Hanna is a rarity, a Hollywood action movie with heart and soul to go with all the sound and fury. The film has a strikingly different feel to it than most recent action movies, most likely due to it being directed by Joe Wright of Atonement fame, a director who is not normally associated with action films.
Teenager Hanna (Saoirse Ronan) is unlike other teenage girls, for a start she lives in seclusion in the arctic and hasn't seen another person other than her father Erik (Eric Bana) since she was a baby. Her education is mainly based around self defence and survival techniques, yet she is fluent in many languages. All these are tools Erik has decided she will need to survive when her inevitable curiosity about the world gets the better of her. Once the time arrives, the CIA led by Marissa (Cate Blanchett) is quickly on the case, capturing Hanna and chasing Erik. It doesn't take long for Hanna to escape the compound she's held in and she then attempts to reach the rendevous point arranged with her father, with Marissa in pursuit.
As I said before Hanna has a very different feel to your usual action fare coming out of Hollywood. Many elements of the film are familiar, from the globe trotting locations to the use of high tech surveillance and tracking, even the fight sequences are nothing really new and yet feel remarkably fresh at the same time. Why? Well, for starters despite the flashy direction you can see what is actually happening, the framing and editing of the action is an example to other Hollywood directors on how it should be done. In addition to this the film has the feel of a fairy tale story. One of the few books Hanna has access to is a battered copy of Grimm's fairy tales and this is used to great effect throughout the movie with Blanchett as either the Big bad wolf (her obsession with her teeth) or more pertinently the wicked step mother, as the physical resemblance between her and Ronan is remarkable.
The performances are excellent, Ronan is amazing as Hanna. Her blue eyes stand out from her incredibly pale skin, this gives her a fantastic stare that can look like wonder one moment to dangerous malevolence the next as her brain works out the survival strategy for the current situation. She really sells the little girl coming into the world, unprepared for anything except violence. Bana is the heart of the movie, with the juxtaposition of a fathers love and tenderness with the fact he's training her to be a potentially ruthless killer. You can feel his pain and pride at what he's done to the little girl he has raised and is having to let go. Blanchett has a great time and makes for a really fun villain, it's an eccentric part for her in a film full of eccentricities. Speaking of which, Tom Hollander's leisure-suited euro-trash henchmen is a bizarre addition to the film along with his two skinhead accomplices.
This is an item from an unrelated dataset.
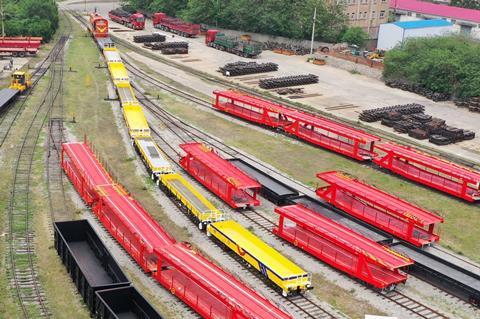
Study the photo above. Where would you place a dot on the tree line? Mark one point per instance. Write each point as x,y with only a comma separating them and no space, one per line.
31,18
288,18
441,64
Hanna also marks the debut score from The Chemical brothers and it's awesome, it sounds unlike any score I can remember. Scenes appear to be edited to the rhythm of the score and it makes for an exciting and hypnotic effect, and while not a new technique it works very well here.
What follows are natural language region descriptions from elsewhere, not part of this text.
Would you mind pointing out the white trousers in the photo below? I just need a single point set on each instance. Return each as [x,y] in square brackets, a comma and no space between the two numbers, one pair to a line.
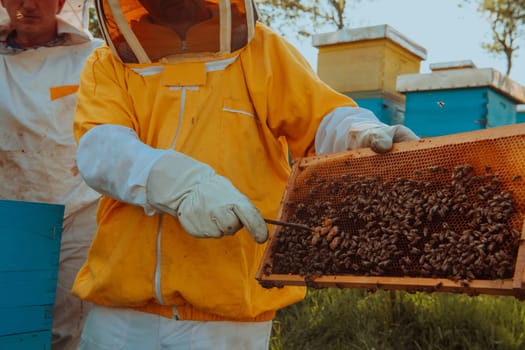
[115,328]
[70,312]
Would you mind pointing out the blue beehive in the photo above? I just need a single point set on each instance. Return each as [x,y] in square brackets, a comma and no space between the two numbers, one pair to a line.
[457,97]
[520,113]
[29,255]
Hanna isn't perfect, I had a couple of issues with the plot, mainly how easily Hanna finds the information she needs by googling it, when we are supposed to be in the middle of a story about a CIA cover up. The middle section of the movie is a little overlong, I suppose you could argue it was necessary but maybe just five minutes trimmed could have really made a difference.
Going in I had pretty high hopes for Hanna. I'm happy to say that my expectations were exceeded. Hanna is an excellent action thriller, it has some great performances, it's beautifully shot and is exciting. On the strength of this I hope Joe Wright dips his toes into the action film pool again sometime soon.